I'm trying to predict which patients will have a bad outcome (BO) within the next 2 weeks based on medical readings (plus some behavioral data) from the last 6 weeks. Total data timespan is 8 weeks, i.e. each patient has 6 full weeks of data in the feature space, and I'm trying to predict BO (yes/no) within the next 2 weeks.
Re-sample at different times-- To prevent the model from being biased to a specific point in time, and to increase the number of BO cases for predictive modeling (there's only ~40 BO cases a week), I'm thinking taking many points in time as "as-of dates", and for each patient at each as-of date I create features looking 6 weeks back and BO(yes/no) looking 2 weeks ahead. For eg. John Doe was sampled at 10 as-of dates and he becomes 10 rows in the data set.

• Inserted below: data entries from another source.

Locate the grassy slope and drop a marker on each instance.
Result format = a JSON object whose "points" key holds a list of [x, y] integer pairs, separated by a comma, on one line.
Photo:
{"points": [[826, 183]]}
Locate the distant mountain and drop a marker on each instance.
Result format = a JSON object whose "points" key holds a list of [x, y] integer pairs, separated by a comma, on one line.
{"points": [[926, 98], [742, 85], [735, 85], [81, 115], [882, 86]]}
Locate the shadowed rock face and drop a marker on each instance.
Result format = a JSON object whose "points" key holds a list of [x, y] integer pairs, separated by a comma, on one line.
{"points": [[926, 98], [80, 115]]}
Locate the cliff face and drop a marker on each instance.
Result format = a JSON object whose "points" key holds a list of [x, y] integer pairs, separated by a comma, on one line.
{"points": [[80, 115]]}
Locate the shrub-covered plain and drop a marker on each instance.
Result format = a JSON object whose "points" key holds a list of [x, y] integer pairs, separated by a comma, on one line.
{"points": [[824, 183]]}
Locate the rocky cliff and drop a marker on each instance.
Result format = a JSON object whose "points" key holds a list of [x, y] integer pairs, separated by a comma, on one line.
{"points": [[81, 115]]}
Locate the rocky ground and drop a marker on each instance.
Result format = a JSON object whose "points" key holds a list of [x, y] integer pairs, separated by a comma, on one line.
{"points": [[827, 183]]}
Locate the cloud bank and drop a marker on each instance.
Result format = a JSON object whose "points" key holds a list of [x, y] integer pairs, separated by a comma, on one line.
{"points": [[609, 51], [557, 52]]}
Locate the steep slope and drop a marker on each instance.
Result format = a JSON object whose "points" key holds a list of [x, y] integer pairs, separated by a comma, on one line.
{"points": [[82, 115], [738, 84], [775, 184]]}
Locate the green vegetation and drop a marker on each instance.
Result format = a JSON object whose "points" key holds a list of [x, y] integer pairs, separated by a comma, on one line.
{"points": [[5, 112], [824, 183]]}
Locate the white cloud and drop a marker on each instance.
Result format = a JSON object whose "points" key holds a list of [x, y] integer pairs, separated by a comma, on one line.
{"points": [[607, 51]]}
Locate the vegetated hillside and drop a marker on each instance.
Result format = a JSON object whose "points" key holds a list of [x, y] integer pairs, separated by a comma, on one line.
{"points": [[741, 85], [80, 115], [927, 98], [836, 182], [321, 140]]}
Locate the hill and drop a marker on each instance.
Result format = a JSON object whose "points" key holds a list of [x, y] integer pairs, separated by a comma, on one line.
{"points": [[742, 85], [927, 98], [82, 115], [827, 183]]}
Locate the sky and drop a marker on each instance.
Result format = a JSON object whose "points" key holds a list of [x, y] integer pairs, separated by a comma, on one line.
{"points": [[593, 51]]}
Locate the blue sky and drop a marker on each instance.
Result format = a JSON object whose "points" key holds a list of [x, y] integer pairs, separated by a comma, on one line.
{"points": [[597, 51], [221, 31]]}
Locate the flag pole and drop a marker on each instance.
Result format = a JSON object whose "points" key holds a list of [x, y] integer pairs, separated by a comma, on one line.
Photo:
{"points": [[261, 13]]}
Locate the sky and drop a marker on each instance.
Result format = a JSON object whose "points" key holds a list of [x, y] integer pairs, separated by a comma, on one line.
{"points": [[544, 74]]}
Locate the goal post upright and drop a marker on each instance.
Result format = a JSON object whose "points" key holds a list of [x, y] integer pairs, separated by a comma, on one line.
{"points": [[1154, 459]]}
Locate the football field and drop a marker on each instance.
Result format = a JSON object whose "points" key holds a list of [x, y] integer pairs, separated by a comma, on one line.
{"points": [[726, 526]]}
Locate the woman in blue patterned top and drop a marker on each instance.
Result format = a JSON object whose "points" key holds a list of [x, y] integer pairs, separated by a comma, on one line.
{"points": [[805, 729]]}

My question is this -- I understand that the 10 John Doe rows are not independent from one another, so I'll avoid using models that require independent assumption such as logistic regression. Can I use ensemble tree models to predict BO (such as Gradient-boosted tree, XGBoost, Random Forest, etc.)?
Additional detail (if that helps)-- Samples from one as-of date to the next as-of date only have ~85% overlapping patients. There's new patients entering each sample, and there's patient rolling out (released or BO).
Any advice will be much appreciated!